It's not that there's nothing that I can do without electricity, it's just that when you have a power outage, the routine is upset. Shoveling, walking, cooking, eating, reading, writing, sleeping, stoking the fire; none these require electricity, but not having electricity means that if I want to check the weather forecast on either the Internet or television, or the news for that matter, I can't. Of course, today that means I can't watch the Olympics.
I didn't even know the electricity went out. I was letting my fingers do the work on my computer while I listened to some music. The music seemed to come to the end of the CD, the room was bright from the subtle outside light of a outcast day, and everything was fine until I tried to check on the Internet for some information. But I continued my writing as if nothing had happened; while start a new CD when I get up.
Then it hit me that the refrigerator would start turning bad after several days. Gail called the neighbors down the road who reported that they did have electricity. That probably means that it's a minor problem and easy to fix but probably a low priority.

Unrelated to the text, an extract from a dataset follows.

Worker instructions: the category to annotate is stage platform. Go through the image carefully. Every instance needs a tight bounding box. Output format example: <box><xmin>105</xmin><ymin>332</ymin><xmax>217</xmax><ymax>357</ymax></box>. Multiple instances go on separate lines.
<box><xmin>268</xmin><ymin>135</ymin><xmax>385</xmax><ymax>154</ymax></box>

So, dig out the candles and flashlights and create a new what will I do with myself this evening. By tomorrow, if things go as forecasted and projected, the snow will have abated so that we can drive to town to recharge computer batteries, watch the rescheduled basketball games and attend the PNC meeting. The driveway which I cleared this morning is down to gravel and so driving to the mailbox is a snap.

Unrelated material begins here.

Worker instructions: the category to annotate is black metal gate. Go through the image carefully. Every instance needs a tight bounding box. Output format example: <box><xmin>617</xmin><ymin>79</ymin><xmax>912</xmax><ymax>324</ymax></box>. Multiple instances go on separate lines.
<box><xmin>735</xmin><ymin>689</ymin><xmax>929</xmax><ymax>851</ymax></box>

The evening lighting is settling in so only gross activities are now an option; fine detailed projects like painting and sewing cross stitching are out. Playing piano remains on the list.
Statistically, the snow measured about 16 inches this morning before the drips started coming off the roof and an hour ago that same site was about 9 inches. The sidewalk is bare but wet where shoveled. Until the electricity returns this post will sit quietly in my computer.